Las dos delegaciones se han reunido por separado, nada más llegar, con el primer ministro de Pakistán, Shehbaz Sharif, y poco después la radiotelevisión estatal del país, PTV, confirmaba un encuentro directo entre las representaciones, «sentadas a la misma mesa»; un encuentro sin precedentes a esta altura desde la Revolución Islámica de 1979.
Tras un breve receso a media tarde, las delegaciones se han reunido en una cena de trabajo en paralelo a los encuentros técnicos sin que de momento se sepa si continuarán este próximo domingo dada la cantidad de puntos a tratar en las discusiones.
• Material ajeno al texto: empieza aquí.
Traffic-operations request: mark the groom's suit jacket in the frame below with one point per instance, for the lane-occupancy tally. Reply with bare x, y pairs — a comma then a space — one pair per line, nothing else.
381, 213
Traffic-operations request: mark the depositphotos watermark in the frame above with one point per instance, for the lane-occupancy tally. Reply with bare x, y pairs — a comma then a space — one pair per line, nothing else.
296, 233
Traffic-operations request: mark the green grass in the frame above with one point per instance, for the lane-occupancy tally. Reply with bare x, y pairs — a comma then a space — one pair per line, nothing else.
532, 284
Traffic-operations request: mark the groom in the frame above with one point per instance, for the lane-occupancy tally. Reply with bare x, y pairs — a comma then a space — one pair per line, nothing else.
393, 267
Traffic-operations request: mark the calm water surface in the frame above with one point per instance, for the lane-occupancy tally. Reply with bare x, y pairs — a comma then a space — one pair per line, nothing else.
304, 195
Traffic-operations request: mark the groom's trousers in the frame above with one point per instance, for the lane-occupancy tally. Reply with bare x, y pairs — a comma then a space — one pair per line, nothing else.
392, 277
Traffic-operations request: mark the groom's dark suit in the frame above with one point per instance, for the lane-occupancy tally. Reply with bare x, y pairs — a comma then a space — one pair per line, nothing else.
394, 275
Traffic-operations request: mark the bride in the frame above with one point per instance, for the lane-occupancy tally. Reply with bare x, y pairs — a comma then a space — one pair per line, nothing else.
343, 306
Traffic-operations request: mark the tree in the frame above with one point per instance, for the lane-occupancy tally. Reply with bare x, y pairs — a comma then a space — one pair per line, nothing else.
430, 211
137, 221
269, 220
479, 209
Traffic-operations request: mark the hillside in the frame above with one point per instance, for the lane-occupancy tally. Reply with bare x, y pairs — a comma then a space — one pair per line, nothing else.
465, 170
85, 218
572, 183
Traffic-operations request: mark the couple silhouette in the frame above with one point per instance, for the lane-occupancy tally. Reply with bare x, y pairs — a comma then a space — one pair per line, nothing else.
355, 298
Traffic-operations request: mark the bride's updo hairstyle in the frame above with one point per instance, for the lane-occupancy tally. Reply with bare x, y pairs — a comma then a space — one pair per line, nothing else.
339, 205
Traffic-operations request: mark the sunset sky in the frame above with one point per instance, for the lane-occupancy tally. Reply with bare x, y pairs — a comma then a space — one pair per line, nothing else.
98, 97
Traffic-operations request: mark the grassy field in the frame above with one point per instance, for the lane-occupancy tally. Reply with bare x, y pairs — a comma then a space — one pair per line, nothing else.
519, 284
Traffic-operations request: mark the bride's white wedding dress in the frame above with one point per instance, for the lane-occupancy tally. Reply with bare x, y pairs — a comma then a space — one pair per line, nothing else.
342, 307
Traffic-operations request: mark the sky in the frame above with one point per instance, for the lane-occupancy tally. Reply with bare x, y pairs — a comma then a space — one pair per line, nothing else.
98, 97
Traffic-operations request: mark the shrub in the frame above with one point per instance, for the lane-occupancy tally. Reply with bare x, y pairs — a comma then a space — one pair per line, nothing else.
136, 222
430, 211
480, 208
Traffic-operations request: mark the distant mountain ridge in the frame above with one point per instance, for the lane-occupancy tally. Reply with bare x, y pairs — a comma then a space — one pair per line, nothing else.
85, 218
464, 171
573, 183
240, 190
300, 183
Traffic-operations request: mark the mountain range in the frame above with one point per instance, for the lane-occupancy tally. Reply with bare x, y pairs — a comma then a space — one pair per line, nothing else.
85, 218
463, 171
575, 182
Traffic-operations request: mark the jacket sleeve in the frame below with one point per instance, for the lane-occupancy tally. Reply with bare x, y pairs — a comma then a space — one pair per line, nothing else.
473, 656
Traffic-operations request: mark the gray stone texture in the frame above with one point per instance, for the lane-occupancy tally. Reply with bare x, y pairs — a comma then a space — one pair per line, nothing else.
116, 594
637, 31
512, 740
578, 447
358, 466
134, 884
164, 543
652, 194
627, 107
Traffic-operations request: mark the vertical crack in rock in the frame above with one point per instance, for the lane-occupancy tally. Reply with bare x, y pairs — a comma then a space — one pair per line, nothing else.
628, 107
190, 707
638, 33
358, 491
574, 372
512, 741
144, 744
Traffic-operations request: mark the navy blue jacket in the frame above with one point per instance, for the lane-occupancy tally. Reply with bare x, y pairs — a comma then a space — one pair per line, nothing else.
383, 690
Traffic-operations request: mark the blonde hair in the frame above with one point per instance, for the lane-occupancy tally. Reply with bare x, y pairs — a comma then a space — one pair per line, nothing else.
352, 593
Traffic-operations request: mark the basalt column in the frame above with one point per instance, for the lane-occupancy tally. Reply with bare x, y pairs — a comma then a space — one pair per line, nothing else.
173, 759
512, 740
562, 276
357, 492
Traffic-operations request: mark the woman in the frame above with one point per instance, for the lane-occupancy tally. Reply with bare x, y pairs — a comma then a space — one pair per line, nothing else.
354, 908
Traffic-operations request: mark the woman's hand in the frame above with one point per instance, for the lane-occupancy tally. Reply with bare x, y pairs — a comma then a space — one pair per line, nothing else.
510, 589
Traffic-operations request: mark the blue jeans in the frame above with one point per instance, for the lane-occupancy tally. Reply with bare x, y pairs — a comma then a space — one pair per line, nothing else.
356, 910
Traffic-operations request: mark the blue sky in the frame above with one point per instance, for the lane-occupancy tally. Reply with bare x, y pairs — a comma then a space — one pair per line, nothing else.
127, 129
El más importante de todos ahora mismo es la situación en el estrecho de Ormuz, bajo control de Irán y escenario este mismo sábado de un incidente todavía no aclarado del todo después de que el Gobierno iraní anunciara que había obligado a dar media vuelta a un destructor estadounidense que se acercaba a la zona.
Fuentes estadounidenses han confirmado al portal Axios que el destructor en cuestión se limitó a realizar una operación de libre navegación desde el puerto emiratí de Fujaira antes de regresar a su posición original y han desmentido que fuera objeto de amenazas por parte del Ejército iraní.
El presidente de Estados Unidos, Donald Trump, anunciaba al mismo tiempo los preparativos para iniciar una operación para despejar el estrecho de minas iraníes. No ha hecho más declaraciones a este respecto desde que se dio a conocer el incidente con el destructor. Su último mensaje se ha limitado a insistir en que «el estrecho pronto quedará abierto».
Tampoco hay información concreta sobre otros puntos a tratar, después de que la delegación estadounidense se viera obligada a desmentir informaciones de medios oficiales iraníes sobre la posible «descongelación» de activos internacionales de Teherán, paralizados por las sanciones norteamericanas.
El último mensaje oficial ha sido una declaración de ánimo por parte del presidente de Irán, Masud Pezeshkian. «La alta delegación iraní presente en Pakistán es con todo su ser guardiana de los intereses de Irán y, en este mismo sentido, negociará con valentía», ha manifestado.
«En cualquier caso, nuestro servicio al pueblo no se detiene ni un instante y, sea cual sea el resultado de las negociaciones, el gobierno está al lado del pueblo», ha añadido.